Pierre Hermé's Olive Sablés

Pierre Hermé is a french Pastry Chef who is famous for his macaroons. He often makes use of savory ingredients in his desserts: traces of balsamic vinegar, Parmesan, or olives in his cakes and layered dessert cremes. He was the youngest person ever to be named France's Pastry Chef of the Year.
When I read his recipes for olive sables it intrigued me that he used Black Olives and Olive Oil in his recipe. When you bite in this cookie, the first taste you will get will be sweet but then comes the salty olives followed by the base flavor of olive oil. The texture of this cookie is crisp with an light crumbly snap. They are perfect with a glass of wine or champaign or with a cocktail.

Pierre Hermé's Olive Sablés
makes 60

The dough should chill for at least several hours, better overnight and you should use an oil-cured, meaty and chewy olive, canned black olives won't work in this recipe. 

1 large hard-boiled egg, white discarded
2 1/4 cups (300 g) all purpose flour
6 Tbsp (45 g) Potato Starch (I used corn starch)
15 Tbsp unsalted butter ( 1 stick + 7 Tbsp) (215 g), at room temperature
1/3 cup (80 ml) olive oil (a fruity olive oil is best)
1 cup ( 100 g) confectioners' sugar, sifted
2 1/2 oz (about 1/2 cup/ 70g) pitted black olives, preferably oil-cured, chopped
1 teasp / 5 g fleur de sel (optional) ( I used a good pinch)

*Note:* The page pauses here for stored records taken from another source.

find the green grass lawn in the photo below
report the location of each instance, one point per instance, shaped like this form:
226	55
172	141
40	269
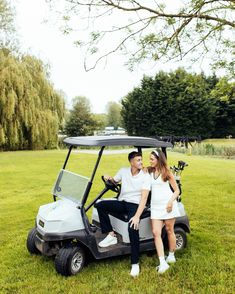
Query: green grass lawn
207	265
220	142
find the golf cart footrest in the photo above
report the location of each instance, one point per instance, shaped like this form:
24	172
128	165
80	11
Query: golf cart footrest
124	216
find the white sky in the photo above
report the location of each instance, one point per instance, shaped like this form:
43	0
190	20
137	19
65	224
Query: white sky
45	41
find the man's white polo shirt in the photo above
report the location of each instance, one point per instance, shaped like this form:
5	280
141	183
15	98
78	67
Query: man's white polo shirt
131	185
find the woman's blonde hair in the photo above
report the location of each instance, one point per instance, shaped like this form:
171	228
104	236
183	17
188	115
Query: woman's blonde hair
162	166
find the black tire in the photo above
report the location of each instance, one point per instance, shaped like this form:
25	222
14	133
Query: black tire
181	238
70	260
31	242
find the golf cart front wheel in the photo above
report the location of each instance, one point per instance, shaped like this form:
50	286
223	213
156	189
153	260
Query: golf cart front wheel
181	238
69	260
31	242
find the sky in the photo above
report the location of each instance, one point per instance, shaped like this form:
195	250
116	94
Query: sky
44	40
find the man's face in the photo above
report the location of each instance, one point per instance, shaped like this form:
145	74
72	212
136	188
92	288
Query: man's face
136	162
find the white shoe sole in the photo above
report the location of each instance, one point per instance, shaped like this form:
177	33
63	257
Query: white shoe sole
162	271
170	261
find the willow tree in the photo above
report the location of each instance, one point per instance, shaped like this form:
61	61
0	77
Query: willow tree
31	111
7	29
153	30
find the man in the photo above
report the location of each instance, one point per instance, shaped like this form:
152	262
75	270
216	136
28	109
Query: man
132	201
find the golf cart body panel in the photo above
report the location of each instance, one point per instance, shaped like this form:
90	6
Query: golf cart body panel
63	225
59	217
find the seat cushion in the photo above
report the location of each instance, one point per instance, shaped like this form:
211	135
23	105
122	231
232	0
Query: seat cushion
124	216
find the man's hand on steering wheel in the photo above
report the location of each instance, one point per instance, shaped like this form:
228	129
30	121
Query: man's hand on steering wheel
111	184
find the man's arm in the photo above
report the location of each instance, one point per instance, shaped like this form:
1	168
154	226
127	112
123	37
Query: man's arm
136	218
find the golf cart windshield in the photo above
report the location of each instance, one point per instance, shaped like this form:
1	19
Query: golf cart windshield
70	185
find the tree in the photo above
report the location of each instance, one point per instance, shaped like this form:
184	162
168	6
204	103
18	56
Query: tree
7	28
114	114
224	95
100	120
80	121
176	103
31	111
197	29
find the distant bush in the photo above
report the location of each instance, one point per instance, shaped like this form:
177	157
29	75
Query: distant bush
208	149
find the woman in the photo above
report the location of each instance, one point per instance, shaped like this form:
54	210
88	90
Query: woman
164	208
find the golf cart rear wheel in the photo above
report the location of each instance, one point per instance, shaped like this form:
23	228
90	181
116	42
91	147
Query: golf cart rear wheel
181	238
69	260
31	242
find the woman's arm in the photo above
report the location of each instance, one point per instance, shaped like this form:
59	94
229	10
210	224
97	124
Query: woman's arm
175	187
136	218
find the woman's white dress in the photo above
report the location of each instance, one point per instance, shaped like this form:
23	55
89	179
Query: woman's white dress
160	195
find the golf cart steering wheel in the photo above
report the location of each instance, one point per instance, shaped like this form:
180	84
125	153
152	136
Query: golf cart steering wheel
111	186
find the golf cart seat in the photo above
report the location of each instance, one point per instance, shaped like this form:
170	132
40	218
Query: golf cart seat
124	216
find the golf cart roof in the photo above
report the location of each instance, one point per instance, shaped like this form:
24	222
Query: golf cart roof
115	141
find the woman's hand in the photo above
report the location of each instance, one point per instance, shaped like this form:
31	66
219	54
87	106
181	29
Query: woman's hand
134	222
145	170
169	206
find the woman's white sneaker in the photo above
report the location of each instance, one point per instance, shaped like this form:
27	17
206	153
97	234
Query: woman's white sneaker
108	241
170	259
135	270
162	268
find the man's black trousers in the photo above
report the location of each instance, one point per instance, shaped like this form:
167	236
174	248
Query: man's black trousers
105	207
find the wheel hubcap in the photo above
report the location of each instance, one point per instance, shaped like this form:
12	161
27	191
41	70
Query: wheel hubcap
76	262
179	241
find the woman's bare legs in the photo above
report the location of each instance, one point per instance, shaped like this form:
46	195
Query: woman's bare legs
157	234
169	225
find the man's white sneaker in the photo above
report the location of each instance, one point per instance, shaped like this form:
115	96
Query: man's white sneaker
135	270
170	259
108	241
162	268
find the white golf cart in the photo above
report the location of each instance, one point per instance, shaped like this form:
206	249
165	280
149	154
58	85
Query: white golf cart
63	229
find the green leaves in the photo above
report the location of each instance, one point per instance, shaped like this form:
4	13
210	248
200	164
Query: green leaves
176	103
31	112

Grate the hard-boiled yolk onto a piece of wax-paper. Put the flour and potato starch in a strainer set over a large bowl and sift into the bowl, whisk to thoroughly blend.

Working with a stand mixer, preferably fitted with a paddle attachment, or with a hand mixer in a large bowl, beat the butter on medium speed until it's soft and creamy. Beat in the olive oil, followed by the grated yolk. Blend in the confectioners' sugar, reduce the speed to low, and add the dry ingredients. Mix until the dough just comes together, then stir in the chopped olives. You'll have a very soft, very pliable dough. 

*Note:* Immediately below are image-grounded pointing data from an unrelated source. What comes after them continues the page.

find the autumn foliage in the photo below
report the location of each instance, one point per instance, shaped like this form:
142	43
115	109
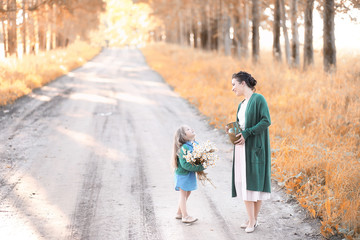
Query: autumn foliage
315	131
19	77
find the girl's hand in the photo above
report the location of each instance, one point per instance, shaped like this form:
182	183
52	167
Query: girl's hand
241	140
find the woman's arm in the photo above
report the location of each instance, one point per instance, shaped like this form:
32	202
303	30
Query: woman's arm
188	166
264	115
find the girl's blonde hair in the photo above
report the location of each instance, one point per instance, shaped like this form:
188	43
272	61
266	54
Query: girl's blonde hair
179	140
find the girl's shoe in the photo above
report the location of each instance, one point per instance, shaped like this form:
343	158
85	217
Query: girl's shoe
189	219
244	225
249	229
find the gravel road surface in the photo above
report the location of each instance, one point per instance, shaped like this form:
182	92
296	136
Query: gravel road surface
88	157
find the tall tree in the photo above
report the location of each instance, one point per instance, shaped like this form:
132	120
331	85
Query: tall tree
245	29
255	30
329	50
12	35
276	31
295	55
226	32
308	38
286	37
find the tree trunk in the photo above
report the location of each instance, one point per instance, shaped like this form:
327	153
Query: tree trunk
276	32
308	38
12	36
195	28
286	36
255	30
245	29
53	27
329	36
227	40
295	35
181	27
36	46
238	31
220	31
4	37
204	29
215	28
24	28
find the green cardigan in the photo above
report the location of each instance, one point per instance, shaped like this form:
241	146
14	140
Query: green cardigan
257	147
185	167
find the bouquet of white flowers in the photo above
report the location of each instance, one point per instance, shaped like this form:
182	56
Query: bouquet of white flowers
202	154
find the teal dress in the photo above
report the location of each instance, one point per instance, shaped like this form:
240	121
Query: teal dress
185	176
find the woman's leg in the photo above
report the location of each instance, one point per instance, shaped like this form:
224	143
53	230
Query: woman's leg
182	203
187	196
257	208
250	208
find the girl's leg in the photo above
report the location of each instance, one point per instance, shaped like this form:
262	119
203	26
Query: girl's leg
250	208
182	203
257	208
187	196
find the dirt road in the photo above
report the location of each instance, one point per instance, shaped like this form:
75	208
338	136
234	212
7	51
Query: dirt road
87	157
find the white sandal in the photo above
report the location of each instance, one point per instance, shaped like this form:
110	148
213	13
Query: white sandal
188	219
244	225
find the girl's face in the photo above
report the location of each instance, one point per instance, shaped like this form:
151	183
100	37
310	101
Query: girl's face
238	88
189	133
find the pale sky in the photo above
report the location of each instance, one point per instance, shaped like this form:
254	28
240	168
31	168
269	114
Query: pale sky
347	34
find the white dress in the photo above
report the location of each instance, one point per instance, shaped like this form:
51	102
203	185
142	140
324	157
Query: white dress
240	167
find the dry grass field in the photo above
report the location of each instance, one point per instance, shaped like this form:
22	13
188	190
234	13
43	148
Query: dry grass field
315	131
19	76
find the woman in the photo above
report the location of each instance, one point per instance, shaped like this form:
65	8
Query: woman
251	160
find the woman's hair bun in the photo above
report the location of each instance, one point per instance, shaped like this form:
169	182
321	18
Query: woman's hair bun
244	76
252	81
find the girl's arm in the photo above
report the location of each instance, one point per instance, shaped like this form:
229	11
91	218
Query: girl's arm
264	122
188	166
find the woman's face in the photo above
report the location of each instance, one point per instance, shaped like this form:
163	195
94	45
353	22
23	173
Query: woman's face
189	133
238	88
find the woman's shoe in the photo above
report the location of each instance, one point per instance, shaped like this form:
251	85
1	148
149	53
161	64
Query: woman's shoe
189	219
249	230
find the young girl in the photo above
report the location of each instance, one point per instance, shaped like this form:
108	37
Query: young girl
185	177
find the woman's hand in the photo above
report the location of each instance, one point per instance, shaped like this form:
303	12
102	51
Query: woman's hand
226	128
241	140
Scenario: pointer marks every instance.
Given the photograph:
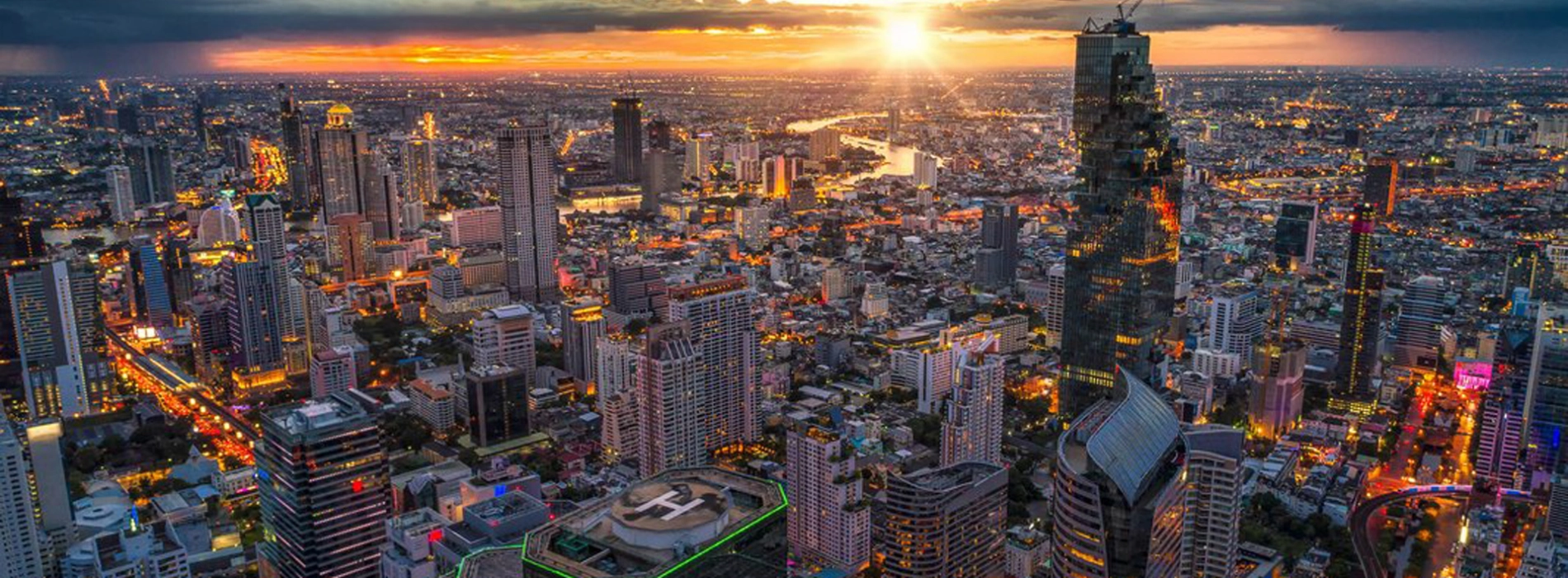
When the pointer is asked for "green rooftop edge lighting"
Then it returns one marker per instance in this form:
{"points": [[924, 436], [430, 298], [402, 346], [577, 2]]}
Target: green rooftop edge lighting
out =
{"points": [[689, 560]]}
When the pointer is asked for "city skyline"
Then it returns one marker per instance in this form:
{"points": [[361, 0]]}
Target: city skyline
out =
{"points": [[174, 36]]}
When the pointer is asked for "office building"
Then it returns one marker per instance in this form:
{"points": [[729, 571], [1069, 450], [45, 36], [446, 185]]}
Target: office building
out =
{"points": [[944, 522], [1363, 306], [1118, 487], [1547, 396], [1423, 324], [682, 524], [419, 170], [331, 371], [529, 217], [137, 552], [672, 402], [498, 404], [972, 429], [824, 144], [19, 533], [582, 327], [996, 258], [503, 337], [1380, 186], [830, 515], [626, 160], [1278, 371], [324, 490], [1214, 501], [151, 172], [1123, 247], [121, 195], [295, 149], [723, 330], [60, 339], [1296, 236], [927, 371]]}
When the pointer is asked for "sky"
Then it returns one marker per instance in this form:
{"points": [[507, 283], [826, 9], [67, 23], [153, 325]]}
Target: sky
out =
{"points": [[186, 36]]}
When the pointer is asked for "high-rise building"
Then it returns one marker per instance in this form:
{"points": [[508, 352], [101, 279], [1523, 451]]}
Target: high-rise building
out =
{"points": [[670, 401], [626, 162], [1118, 487], [251, 296], [946, 522], [350, 245], [582, 325], [121, 197], [1380, 186], [996, 258], [60, 338], [829, 513], [19, 533], [498, 402], [529, 217], [137, 552], [297, 153], [1528, 268], [1278, 371], [723, 330], [324, 490], [637, 289], [419, 170], [972, 429], [1123, 247], [151, 172], [1424, 332], [825, 144], [928, 371], [1296, 236], [344, 163], [1363, 306], [1214, 501], [1547, 396], [503, 337]]}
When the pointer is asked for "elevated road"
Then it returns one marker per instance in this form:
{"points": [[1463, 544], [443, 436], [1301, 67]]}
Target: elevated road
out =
{"points": [[1362, 519]]}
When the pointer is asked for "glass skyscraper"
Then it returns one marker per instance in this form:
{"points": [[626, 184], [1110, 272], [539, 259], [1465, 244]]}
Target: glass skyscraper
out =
{"points": [[1123, 244]]}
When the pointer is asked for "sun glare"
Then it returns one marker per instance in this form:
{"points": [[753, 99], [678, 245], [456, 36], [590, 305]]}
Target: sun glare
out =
{"points": [[905, 38]]}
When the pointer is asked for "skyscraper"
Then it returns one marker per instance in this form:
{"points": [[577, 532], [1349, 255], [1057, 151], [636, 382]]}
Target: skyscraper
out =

Turn the dough out onto a work surface, divide it into thirds, and shape each piece into a log about 1 1/2 inches (3,5 cm) in diameter. Wrap the dough in plastic and chill for at least several hours. If you're in a hurry, you can freeze the logs for an hour or so.

When you're ready to bake the sables, center a rack in the oven and preheat the oven to 325 degrees F/ 160 C. 
Line a baking sheet with parchment paper.

Working with 1 log at a time, slice the cookies 1/4 inch (0,5 cm) thick and arrange them on the baking sheet. (When they break, just press them slightly together with your fingers) - you want to bake these one sheet at a time.

Bake the sables for 15 to 18 minutes, rotating the baking sheet at the midway mark, or until the cookies are firm but not colored. They may turn golden around the edges, but you don't want them to brown. Transfer the cookies to a rack to cool, and repeat with the remaining logs of dough, making sure to use a cook baking sheet each time.

The logs can be frozen for up to 2 months, there's no need to defrost before slicing and baking.